Landmark prostate cancer trial STAMPEDE finishes recruitment

31 Mar 2023

STAMPEDE clinical trial logo

After nearly 20 years of studying treatments for prostate cancer, the STAMPEDE clinical trial has finished recruiting new participants. Follow-up for the final patients will continue until the last analysis in 2025.

Results from STAMPEDE have directly improved the treatment of advanced prostate cancer in the UK and beyond. Meanwhile, the trial’s pioneering methodology set an example for clinical trials across many disease areas.

Recruitment opened in 2005 in hospitals across the UK and later in Switzerland. Since then, almost 12,000 men who were starting long-term hormone therapy for prostate cancer have taken part, making it one of the largest ever clinical trials in prostate cancer.

As a multi-arm, multi-stage (MAMS) platform trial, STAMPEDE tests multiple treatment options at the same time, while comparing them all against one control group who receive standard care. It has also added new treatment comparisons over time and dropped other treatments if they were not effective.

The efficiency of the MAMS design means STAMPEDE has made progress that may have taken many decades in a traditional clinical trial.

In 2015, STAMPEDE showed that adding the chemotherapy drug docetaxel to standard hormone therapy treatment helped men with cancer that had spread beyond the prostate to live longer. This led the NHS to approve the use of docetaxel in combination with hormone for these men. Docetaxel is now offered as part of standard treatment.

STAMPEDE’s finding that radiotherapy improved survival for men whose cancer had spread to only a few places around the body also informed NHS England’s decision to recommend radiotherapy for this group of men in 2020.
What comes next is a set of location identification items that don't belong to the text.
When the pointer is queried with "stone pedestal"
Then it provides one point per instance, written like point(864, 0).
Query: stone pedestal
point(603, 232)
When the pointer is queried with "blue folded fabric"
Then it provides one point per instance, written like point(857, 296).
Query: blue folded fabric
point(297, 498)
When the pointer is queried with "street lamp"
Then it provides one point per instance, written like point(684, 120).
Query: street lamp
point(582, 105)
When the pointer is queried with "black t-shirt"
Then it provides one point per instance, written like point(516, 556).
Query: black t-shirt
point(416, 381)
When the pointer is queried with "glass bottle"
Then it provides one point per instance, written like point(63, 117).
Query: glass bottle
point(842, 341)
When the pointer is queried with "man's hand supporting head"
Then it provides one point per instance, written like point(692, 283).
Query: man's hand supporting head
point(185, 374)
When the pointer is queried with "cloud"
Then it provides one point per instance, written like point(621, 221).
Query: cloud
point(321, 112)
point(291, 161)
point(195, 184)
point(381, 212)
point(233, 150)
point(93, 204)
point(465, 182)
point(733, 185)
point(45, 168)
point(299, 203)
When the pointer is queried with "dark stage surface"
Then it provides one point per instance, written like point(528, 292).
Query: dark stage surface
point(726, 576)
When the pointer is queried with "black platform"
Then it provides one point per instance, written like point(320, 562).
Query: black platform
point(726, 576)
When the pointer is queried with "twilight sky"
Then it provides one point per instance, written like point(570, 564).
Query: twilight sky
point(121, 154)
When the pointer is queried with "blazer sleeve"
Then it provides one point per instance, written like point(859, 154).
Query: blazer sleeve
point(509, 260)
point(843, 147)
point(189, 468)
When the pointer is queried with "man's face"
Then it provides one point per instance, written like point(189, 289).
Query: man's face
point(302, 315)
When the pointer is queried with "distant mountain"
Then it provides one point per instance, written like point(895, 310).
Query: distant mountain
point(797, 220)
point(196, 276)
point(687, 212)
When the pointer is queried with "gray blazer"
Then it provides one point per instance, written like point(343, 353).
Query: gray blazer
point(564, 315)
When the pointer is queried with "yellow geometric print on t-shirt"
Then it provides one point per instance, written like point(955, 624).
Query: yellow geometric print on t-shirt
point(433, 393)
The trial has also helped make a particular kind of hormone therapy called abiraterone more widely available. 2017 results showed that abiraterone extended life in men with prostate cancer that had spread beyond the prostate. Most recently, NHS Scotland approved the use of abiraterone in patients with prostate cancer which had not yet spread elsewhere, but was at high risk of spreading. This decision was based on data from STAMPEDE providing evidence that abiraterone reduced the risk of death or the cancer spreading.

STAMPEDE has been a huge collaborative effort, with 165 researchers and over 5,000 NHS staff working across 126 hospitals in the UK and Switzerland.

None of this would have been possible without the people who volunteered to take part in STAMPEDE over the years. The MRC CTU would like to thank them for their invaluable contributions.

While recruitment has now closed, existing participants will continue to take their study medication and attend medical assessments for a few more years. The STAMPEDE team will then analyse the data and release results on the final two comparisons testing metformin (a drug used to treat type 2 diabetes) and transdermal oestradiol hormone patches (an alternative way to deliver hormone therapy).

Work has also begun on setting up STAMPEDE2, a second clinical trial which will open later this year in patients whose cancer has spread beyond the prostate. STAMPEDE2 will continue delivering impactful research and improvements in care for the prostate cancer community.

STAMPEDE was funded by the Medical Research Council and Cancer Research UK, with extra support from pharmaceutical companies: Pfizer, Sanofi-Aventis, Novartis, Janssen, Astellas and Clovis.